O estudo realizado pelo Fórum Económico Mundial e o INSEAD anualmente atribui a Portugal um índice de 0,56 pontos, considerando o grau de evolução da sua Economia em Rede.
Este valor coloca o país em 27ª posição, a melhor posição que havia alcançado em 2001, ainda quando a avaliação era feita seguindo os critérios do Center for International Development (CID) da Universidade de Harvard.
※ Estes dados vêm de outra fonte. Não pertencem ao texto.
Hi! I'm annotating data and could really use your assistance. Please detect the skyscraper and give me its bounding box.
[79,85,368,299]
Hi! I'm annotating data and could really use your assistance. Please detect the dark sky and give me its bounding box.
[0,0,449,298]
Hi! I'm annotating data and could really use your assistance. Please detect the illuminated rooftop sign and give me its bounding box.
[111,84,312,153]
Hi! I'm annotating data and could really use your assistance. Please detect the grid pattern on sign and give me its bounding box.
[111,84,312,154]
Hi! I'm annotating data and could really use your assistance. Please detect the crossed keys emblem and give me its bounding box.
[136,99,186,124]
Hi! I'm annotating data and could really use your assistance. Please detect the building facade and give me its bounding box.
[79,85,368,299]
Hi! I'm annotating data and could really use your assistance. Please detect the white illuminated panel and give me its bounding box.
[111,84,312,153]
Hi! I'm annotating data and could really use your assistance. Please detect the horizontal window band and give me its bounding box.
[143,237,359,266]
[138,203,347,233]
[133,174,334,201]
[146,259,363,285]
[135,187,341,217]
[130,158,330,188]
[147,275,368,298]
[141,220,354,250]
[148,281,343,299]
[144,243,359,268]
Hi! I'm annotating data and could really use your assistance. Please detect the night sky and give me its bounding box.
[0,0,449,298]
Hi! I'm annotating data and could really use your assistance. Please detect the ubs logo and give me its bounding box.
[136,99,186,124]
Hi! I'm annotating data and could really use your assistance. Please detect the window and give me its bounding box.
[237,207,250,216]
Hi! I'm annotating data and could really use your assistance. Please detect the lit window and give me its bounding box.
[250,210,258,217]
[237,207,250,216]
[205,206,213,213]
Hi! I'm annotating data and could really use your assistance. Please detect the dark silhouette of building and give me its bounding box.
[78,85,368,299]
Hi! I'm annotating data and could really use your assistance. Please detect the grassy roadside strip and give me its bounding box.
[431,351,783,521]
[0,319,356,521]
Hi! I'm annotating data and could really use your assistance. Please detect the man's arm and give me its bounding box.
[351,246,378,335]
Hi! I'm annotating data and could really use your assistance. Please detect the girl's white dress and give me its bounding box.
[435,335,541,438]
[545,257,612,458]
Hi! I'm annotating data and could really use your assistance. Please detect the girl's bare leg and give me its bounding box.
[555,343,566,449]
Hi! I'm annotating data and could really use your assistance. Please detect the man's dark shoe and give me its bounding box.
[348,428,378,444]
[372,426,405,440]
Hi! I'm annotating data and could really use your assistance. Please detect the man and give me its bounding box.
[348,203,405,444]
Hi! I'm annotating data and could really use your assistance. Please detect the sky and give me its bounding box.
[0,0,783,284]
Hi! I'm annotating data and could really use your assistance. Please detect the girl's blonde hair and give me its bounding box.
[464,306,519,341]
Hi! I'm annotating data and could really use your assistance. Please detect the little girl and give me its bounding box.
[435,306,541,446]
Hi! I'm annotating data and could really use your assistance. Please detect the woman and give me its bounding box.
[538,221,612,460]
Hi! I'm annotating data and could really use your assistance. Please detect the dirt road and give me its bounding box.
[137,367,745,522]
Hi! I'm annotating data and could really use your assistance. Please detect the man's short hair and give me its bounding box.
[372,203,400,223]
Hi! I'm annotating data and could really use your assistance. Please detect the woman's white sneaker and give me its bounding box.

Em 2002, o CID foi trocado pelo INSEAD, com alterações na forma de avaliação.
Portanto, considerando os actuais critérios de avaliação, mais completos, Portugal nunca alcançou uma posição tão alta, tendo subido desde a 30ª posição, obtida em 2004, com um índice de 0,39. O estudo, que chega a sua quinta edição, comparou o impacto da tecnologia da informação e das comunicações no processo de desenvolvimento e de competitividade de 115 países, o maior número de sempre.
Os Estados Unidos que estavam na quinta posição no ranking de 2004, assumiram o primeiro lugar pela terceira vez desde que a pesquisa começou a ser feita. Singapura, Dinamarca, Islândia e Finlândia completam a lista dos cinco primeiros. O melhor que Portugal conseguiu fazer de 2003 a 2004, no ranking mundial da Economia em Rede foi parar a queda iniciada em 2001, quando baixou da 27ª para o 31ª posição em 2002, num universo de 82 países.
Em 2003 manteve a mesma posição, em 102 países, e em 2004 recuperou uma posição, passando a ocupar a 30ª posição no denominado “Networked Readiness Index Rank” do “The Global Information Technology Report 2004-2005: Readiness for the Networked World (GITR), o mais importante e completo relatório, que vai na sua quarta edição, sobre a estado de preparação dos países do mundo em Tecnologias de Informação para a “Networked Economy”, realizado para o Fórum Económico Mundial, pelo INSEAD e pelo infoDEV (Information for Development Program of the World Bank).
Três áreas são analisadas para que o Fórum Econômico Mundial construa o ranking: (1) as condições macroeconômicas gerais, a infra-estrutura e as leis ligadas a tecnologia; (2) a forma como os indivíduos, governos e empresas se beneficiam e usam a tecnologia; (3) e as estatísticas sobre o uso de tecnologia das informações e comunicações nas nações analisadas.
Sobre este último item, o estudo do Fórum Econômico Mundial traz dados desactualizados. O número de telemóveis, telefones fixos, computadores pessoais, assinantes de acessos por banda larga (DSL e cable modem) e de Internet são todos de 2003.